Monday, November 21, 2005

Academic Studies of crypto-utopias posing as dystopias

Boing Boing has a post today about utopias hidden in dystopian novels. They pulled some interesting paragraphs from the Boston Globe Ideas column about Fredric Jameson's new book on utopian ideas hidden in dystopias. During the Cold War when it was unpopular to write about future utopias in science fiction because you might be perceived as a radical, writers like Philip K. Dick, Ursula K. Le Guin, and Samuel R. Delany put utopian themes in their otherwise dystopian novels. The contention is that these others tried to describe utopia by what it is not and provided the object lessons in their literary work.

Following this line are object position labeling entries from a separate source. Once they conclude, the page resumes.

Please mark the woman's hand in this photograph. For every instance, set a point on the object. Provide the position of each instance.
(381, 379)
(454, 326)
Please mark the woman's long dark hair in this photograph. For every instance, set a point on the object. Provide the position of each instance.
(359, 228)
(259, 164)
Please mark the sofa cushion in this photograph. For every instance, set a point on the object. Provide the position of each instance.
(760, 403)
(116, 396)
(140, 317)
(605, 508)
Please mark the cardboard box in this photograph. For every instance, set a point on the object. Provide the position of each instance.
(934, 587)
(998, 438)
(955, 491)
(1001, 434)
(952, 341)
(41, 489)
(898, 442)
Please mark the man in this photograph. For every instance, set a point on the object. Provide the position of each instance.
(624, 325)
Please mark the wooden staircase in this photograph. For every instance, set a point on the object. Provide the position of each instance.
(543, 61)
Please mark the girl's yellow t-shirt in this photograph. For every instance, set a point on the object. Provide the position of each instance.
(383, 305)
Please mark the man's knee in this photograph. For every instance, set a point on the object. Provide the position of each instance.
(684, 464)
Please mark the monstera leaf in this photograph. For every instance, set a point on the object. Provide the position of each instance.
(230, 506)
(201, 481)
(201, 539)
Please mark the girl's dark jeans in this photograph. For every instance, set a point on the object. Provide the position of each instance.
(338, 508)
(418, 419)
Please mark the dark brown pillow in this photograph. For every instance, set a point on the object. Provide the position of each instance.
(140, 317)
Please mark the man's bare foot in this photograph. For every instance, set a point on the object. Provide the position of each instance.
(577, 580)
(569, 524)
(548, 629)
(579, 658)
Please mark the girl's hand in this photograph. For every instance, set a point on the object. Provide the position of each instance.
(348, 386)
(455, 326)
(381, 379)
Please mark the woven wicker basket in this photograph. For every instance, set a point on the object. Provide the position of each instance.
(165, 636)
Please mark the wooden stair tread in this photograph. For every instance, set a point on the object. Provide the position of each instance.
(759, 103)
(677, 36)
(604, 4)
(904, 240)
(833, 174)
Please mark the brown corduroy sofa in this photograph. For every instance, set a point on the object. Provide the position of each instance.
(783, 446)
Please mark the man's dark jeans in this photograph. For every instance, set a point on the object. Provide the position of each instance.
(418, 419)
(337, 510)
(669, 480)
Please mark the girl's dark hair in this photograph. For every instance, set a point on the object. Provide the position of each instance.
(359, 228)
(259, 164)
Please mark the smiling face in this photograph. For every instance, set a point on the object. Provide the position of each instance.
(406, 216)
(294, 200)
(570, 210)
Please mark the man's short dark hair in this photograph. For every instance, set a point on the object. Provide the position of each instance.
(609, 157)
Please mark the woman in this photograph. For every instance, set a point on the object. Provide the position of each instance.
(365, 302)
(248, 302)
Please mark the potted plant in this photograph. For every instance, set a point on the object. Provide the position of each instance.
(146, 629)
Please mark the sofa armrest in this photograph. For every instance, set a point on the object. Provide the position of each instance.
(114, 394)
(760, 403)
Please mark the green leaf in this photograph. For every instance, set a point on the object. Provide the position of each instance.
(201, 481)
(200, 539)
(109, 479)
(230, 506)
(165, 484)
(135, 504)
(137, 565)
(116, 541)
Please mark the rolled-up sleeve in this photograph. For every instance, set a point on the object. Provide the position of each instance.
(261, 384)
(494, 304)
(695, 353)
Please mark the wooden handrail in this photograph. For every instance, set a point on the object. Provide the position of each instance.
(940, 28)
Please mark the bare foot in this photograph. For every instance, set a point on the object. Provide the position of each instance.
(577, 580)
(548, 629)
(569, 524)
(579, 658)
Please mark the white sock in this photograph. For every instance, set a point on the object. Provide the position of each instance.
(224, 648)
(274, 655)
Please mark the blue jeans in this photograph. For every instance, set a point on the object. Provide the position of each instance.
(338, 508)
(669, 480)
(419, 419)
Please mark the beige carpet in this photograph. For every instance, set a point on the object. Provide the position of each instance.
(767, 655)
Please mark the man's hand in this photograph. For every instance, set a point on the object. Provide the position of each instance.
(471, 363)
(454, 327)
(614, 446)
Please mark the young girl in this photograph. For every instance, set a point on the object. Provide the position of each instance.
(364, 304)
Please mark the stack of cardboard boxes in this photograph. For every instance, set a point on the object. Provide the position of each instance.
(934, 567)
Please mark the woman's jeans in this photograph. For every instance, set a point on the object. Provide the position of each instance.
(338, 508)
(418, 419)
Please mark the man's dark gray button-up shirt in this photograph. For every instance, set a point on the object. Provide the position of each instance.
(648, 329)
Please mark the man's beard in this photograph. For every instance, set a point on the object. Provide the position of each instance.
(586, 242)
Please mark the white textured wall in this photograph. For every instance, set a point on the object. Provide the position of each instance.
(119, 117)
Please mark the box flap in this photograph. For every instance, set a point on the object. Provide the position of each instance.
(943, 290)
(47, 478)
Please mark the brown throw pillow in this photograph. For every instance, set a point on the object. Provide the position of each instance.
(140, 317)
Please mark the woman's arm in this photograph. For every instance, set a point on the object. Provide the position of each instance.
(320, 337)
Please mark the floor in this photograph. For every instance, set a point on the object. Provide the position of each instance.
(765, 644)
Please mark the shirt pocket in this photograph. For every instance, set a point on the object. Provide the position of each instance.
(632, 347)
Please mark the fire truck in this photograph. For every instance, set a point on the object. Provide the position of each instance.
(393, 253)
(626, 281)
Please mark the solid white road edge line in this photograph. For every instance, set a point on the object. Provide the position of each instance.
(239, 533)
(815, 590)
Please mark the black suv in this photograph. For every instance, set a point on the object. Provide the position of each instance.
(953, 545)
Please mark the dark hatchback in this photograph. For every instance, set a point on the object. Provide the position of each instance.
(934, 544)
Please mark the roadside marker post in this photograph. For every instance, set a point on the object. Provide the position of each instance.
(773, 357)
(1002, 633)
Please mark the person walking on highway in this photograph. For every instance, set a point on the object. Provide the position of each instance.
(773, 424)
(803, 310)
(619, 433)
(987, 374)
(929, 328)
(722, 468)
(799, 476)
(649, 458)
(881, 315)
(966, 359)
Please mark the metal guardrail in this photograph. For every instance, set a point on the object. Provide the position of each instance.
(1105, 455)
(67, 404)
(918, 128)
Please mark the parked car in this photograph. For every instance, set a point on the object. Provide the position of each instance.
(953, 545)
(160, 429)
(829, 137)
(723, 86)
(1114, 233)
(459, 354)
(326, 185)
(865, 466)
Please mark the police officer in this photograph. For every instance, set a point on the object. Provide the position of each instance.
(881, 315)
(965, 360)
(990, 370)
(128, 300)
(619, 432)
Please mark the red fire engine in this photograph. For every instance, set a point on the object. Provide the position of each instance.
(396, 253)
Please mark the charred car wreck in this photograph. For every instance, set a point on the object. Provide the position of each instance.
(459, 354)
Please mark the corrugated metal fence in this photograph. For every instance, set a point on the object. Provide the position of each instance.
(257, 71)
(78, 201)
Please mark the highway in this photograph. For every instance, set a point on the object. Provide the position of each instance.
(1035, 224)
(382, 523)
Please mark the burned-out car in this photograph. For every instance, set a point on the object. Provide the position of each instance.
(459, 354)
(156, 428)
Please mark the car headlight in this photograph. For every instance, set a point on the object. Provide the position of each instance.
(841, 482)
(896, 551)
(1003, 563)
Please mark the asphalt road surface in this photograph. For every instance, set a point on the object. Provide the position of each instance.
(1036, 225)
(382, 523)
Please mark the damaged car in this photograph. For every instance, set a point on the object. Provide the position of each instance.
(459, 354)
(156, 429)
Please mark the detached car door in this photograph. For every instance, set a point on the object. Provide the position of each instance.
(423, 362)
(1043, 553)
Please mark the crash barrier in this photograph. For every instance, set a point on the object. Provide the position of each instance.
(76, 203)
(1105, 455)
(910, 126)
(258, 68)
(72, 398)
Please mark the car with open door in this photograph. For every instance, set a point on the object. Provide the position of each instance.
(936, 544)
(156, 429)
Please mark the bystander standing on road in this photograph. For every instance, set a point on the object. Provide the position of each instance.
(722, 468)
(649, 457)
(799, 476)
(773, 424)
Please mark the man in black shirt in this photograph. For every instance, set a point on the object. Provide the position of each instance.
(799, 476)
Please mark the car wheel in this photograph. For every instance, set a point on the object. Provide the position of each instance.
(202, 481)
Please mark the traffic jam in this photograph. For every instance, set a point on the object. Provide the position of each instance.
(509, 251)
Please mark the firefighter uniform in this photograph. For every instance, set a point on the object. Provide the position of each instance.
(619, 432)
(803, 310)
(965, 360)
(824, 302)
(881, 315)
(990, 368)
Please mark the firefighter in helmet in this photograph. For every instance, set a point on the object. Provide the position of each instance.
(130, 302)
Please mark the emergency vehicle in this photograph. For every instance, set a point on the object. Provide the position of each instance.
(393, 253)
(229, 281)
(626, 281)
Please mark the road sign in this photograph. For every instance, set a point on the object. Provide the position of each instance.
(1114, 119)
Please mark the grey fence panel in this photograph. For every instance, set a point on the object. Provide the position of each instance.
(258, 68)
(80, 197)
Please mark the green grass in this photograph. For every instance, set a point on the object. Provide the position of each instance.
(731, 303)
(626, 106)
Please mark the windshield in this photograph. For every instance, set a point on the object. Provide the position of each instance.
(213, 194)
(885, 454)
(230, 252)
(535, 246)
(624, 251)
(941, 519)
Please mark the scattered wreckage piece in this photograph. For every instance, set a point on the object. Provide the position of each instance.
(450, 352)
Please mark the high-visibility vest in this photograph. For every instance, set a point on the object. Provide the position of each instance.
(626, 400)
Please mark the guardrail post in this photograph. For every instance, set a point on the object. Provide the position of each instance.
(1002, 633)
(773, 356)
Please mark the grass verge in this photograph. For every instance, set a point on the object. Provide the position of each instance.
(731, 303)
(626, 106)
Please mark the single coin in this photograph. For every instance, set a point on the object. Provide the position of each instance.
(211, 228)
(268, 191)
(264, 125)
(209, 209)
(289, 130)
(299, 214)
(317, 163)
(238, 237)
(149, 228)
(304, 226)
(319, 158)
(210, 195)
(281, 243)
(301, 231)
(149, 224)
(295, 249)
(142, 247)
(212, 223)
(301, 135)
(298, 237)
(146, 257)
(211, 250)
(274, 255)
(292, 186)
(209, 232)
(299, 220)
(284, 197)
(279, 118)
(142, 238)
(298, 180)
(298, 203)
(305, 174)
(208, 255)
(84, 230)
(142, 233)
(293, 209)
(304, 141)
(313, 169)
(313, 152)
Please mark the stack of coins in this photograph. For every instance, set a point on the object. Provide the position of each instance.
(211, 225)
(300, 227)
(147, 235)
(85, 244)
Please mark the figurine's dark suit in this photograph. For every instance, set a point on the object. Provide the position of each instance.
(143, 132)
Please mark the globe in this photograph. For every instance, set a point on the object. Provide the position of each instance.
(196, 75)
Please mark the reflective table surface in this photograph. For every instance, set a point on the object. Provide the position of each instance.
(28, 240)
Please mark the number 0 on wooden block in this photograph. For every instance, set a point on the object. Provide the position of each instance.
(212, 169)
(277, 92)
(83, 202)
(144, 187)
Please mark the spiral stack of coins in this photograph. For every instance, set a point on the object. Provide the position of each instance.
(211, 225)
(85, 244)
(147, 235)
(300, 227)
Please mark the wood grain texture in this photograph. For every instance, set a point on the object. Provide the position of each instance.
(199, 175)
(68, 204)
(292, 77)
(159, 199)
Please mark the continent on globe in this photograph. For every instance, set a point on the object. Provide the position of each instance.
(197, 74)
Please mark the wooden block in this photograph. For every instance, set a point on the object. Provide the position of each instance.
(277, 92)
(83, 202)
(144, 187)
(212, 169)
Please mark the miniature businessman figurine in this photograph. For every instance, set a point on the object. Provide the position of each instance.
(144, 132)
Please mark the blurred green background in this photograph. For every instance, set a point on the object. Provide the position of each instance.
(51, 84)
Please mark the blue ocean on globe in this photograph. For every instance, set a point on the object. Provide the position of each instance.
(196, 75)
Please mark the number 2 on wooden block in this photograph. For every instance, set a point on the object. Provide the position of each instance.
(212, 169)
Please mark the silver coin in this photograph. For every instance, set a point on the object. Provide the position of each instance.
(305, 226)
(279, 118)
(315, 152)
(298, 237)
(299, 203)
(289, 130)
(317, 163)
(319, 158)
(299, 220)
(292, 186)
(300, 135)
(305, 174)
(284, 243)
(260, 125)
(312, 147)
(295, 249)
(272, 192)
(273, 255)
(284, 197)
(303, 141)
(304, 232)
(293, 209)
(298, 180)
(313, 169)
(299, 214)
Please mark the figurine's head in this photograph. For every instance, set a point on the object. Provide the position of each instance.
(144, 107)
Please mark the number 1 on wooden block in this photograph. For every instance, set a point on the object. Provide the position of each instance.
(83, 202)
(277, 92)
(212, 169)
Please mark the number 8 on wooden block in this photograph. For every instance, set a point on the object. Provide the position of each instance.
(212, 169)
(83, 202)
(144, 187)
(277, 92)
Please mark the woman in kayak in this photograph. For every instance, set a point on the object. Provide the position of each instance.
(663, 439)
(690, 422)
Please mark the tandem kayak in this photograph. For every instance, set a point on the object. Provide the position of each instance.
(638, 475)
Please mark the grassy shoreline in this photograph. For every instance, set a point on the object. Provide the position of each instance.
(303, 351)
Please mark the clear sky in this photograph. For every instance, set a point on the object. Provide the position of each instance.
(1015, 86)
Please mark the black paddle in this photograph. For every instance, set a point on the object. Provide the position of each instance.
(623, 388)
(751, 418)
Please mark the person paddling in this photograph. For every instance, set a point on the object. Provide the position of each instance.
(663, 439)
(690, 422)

I of course have a great love of dystopian (distopian?) futures especially the scary one we currently inhabit (see for instance "Our new Spoke-Robot Overlords", a lack of flying cars rant, and the Rifter series review). The article in the Boston Globe reviewing Fredric Jameson's Archaeologies of the Future points out Jameson's premise that these science fiction novels allow us to explore different alternative future utopian ideas even if they are hidden in this literature. There also seems to be some discussion about communism vs. capitalism and to finding an alternative economic system that is neither. It sound like some of the ideas that Ken MacLeod explores in his fiction.

How does all of this tie in to the current science fiction trend of writing about the Singularity, I don't know, but I plan to read the book and maybe find out.